The government plan to offer a replacement to the current “stravenky,” or lunch ticket system in 2021 has its opponents. The Union of Employer’s Unions (UNIE) has funded a study that brings up large possible drains on the state budgets. The study shows that the state could lose over 20 billion CZK to the new program. Other unions consider the results of the study to be realistic, for example the transport or industry unions.

The Ministry of Finance argues that the methodology of the calculation is flawed, and the state calculates that the program could bring a loss of about 2 billion CZK. The government is planning to launch an alternative to the current lunch ticket system by offering employers to simply give the employees a tax-free daily amount on their monthly wage payments. The reason for the new option is that the oligopoly of the lunch ticket companies charge high commission rates. The estimated hundreds of millions of Crowns in profits are mostly sent out of the country.
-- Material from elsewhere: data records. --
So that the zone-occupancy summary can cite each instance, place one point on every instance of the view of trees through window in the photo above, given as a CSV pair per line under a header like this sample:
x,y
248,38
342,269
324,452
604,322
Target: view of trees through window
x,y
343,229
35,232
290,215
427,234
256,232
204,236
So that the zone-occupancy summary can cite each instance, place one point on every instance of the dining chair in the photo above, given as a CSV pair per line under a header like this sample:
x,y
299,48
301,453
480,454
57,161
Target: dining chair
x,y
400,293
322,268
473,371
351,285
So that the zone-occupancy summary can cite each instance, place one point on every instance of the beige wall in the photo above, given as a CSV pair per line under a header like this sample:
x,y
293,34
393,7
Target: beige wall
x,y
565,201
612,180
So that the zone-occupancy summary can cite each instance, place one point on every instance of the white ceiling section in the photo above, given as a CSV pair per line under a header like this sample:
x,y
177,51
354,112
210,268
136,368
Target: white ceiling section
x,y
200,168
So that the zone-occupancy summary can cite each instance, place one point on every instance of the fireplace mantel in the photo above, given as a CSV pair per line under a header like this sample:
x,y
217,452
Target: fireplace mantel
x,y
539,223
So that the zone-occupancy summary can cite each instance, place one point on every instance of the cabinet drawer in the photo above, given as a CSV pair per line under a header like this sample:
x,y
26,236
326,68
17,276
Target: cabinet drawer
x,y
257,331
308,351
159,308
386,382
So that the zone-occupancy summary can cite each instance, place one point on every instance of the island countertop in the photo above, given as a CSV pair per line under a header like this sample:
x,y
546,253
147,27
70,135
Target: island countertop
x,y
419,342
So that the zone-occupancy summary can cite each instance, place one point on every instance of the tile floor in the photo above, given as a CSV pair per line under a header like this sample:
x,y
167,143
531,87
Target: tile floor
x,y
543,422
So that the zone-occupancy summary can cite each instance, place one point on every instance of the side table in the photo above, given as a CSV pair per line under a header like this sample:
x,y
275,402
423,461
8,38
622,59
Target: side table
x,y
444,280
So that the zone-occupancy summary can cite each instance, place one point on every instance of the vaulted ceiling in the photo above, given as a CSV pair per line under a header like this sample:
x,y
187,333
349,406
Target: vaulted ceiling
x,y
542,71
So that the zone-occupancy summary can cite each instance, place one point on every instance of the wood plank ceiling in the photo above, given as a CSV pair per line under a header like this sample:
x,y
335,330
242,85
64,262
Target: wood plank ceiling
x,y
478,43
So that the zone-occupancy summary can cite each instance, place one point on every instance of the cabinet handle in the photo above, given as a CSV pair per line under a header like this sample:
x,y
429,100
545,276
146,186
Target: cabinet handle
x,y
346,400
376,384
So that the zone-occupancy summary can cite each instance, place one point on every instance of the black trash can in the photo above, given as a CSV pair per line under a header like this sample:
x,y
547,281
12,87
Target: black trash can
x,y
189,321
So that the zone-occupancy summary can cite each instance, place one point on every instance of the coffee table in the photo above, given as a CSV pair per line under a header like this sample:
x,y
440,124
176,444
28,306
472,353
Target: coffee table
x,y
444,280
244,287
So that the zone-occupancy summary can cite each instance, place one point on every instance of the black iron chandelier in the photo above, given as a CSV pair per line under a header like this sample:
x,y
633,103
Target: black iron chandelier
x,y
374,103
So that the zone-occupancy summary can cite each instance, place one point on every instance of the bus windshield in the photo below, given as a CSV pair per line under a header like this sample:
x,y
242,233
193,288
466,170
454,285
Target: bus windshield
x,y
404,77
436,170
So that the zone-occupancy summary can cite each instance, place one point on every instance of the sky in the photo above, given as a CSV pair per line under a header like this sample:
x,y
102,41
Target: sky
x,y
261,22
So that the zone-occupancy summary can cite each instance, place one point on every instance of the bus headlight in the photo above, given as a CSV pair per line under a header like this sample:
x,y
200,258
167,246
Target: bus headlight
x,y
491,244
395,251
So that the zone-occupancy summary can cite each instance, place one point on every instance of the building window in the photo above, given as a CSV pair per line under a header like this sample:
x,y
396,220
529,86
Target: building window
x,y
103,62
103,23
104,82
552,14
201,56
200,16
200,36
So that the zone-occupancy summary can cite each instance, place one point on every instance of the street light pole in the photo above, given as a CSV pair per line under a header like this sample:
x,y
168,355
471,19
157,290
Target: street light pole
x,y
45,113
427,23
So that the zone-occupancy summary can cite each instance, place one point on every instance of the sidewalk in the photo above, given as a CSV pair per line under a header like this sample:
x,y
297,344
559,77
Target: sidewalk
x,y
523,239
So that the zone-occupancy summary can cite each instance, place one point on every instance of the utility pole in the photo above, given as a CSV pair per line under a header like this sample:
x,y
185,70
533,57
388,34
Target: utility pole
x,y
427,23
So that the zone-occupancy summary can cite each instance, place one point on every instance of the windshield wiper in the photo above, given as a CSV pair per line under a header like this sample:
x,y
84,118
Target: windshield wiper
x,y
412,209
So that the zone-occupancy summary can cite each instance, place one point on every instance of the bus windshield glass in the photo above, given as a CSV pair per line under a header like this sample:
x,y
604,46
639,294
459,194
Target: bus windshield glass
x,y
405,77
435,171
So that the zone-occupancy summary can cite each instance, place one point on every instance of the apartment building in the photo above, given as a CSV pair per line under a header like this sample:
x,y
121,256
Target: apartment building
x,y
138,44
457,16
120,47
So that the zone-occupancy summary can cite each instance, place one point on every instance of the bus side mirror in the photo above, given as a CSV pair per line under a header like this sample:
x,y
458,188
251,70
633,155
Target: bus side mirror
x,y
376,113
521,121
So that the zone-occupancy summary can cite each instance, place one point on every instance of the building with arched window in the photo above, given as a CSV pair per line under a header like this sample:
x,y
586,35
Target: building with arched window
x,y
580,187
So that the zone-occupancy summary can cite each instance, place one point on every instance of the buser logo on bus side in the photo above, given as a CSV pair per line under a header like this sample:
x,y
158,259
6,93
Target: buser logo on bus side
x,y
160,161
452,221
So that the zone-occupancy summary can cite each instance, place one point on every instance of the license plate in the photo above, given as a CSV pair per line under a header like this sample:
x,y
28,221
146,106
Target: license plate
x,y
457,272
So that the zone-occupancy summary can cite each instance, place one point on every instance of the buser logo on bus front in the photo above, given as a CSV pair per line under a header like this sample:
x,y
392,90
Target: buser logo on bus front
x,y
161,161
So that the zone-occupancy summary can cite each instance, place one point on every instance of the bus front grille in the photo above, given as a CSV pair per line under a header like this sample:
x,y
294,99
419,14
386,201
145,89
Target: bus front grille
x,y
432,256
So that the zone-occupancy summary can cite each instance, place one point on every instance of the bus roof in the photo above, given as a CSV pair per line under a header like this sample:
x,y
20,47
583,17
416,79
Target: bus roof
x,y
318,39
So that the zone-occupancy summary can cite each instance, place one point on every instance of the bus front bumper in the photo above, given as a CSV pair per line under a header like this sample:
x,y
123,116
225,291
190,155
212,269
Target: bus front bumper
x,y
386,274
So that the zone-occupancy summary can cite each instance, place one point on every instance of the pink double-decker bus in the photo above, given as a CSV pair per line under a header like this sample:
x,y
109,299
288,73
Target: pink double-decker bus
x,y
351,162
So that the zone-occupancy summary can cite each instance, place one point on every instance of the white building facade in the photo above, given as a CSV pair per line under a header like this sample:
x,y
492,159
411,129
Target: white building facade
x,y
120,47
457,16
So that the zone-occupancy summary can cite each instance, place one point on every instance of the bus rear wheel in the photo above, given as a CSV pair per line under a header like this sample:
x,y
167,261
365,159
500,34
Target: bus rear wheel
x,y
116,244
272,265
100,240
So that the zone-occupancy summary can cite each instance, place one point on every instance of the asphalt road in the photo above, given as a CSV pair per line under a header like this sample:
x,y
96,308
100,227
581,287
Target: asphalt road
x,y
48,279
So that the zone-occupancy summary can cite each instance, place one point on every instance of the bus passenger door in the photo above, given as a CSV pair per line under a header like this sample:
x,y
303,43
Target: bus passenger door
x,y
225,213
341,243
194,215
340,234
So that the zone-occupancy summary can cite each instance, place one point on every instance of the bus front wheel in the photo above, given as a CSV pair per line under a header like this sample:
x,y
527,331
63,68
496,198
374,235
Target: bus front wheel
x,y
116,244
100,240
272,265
The main argument from the group against the new option is that companies and employees will use the program to increase their salaries and payments without proper taxation and surcharge’s attached. In addition, there will be many employers who currently use the tickets and will switch to the flat rate option. Both of these issues will cost the state an estimated 11 and 8.6 billion Crowns a year respectively.

There will be a daily limit, similar to current lunch ticket options. And currently there are many employers who frown upon the costs and administration of the current system. For the self-employed population it is not realistic to take advantage of the tax breaks on lunch tickets for example.

Opinion: Perhaps the Union of Employers should focus on the benefits of the new option in 2021 for business, especially small business. Also, the potential for lower income individuals to have an opportunity to increase their take home pay if their current employer does not offer lunch tickets. Many employers cannot use the current system due to the prohibitive costs and administration.

In larger companies, the flat-rate system could free up labour to invest in more profitable enterprises, such as developing business. The Czech Republic is often debating how to increase productivity and steps such as simplification, rather than trying to push a subsidized food program on the population, is a step in the right direction.